Danışmanlıktan müdahaleye: McKinsey’in kirli sicili

TKH Merkez Komite üyeleri Kamil Tekerek ve Irmak Ildır, Hükümet'in açıkladığı "McKinsey ile çalışma" kararı için değerlendirmede bulundu.

Danışmanlıktan müdahaleye: McKinsey’in kirli sicili

HABER MERKEZİ

Bilindiği gibi, Hazine ve Maliye Bakanı Berat Albayrak; geçtiğimiz Cuma günü Birleşmiş Milletler 73. Genel Kurul görüşmeleri için bulunduğu New York’ta, ABD İş Konseyi (TAİK) tarafından düzenlenen 9. Türkiye Yatırım Konferansında yaptığı açıklamalar ile kamuoyunda yeni bir tartışmanın kapılarını aralamıştı.
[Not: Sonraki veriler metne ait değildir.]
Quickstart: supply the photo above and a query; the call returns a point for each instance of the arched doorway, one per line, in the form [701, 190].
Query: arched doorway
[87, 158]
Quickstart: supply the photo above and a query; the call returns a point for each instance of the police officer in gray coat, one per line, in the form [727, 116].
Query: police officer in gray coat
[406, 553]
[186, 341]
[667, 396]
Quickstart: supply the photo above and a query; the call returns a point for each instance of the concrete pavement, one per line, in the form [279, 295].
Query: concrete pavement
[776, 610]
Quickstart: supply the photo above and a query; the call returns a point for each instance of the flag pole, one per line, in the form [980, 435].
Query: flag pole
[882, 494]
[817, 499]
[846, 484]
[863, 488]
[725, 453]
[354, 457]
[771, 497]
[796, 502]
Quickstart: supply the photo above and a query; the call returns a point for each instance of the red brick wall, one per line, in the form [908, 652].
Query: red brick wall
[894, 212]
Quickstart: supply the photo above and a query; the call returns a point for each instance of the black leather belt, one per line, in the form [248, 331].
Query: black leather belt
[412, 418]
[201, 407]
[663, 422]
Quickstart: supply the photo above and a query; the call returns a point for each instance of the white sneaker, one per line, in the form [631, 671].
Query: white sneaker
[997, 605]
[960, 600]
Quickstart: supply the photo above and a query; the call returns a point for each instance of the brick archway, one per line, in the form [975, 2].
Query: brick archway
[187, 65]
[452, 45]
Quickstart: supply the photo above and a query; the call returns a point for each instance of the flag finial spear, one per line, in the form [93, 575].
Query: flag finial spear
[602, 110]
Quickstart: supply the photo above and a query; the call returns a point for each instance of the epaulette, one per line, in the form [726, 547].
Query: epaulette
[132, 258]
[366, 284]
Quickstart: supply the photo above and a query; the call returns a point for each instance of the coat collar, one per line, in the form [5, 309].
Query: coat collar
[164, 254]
Yeni Ekonomi Programı (YEP) çerçevesinde değişim ile ilgili yeni bir birim kurduklarını aktaran Albayrak, “Yeni program bünyesinde kurulan Maliyet ve Dönüşüm Ofisi için uluslararası yönetim şirketi McKinsey ile çalışmaya karar verdik. 16 bakanlıktan temsilcilerin bulunduğu bu ofis, tüm hedeflerimizi ve sonuçlarımızı her çeyrekte kontrol edecek” demişti.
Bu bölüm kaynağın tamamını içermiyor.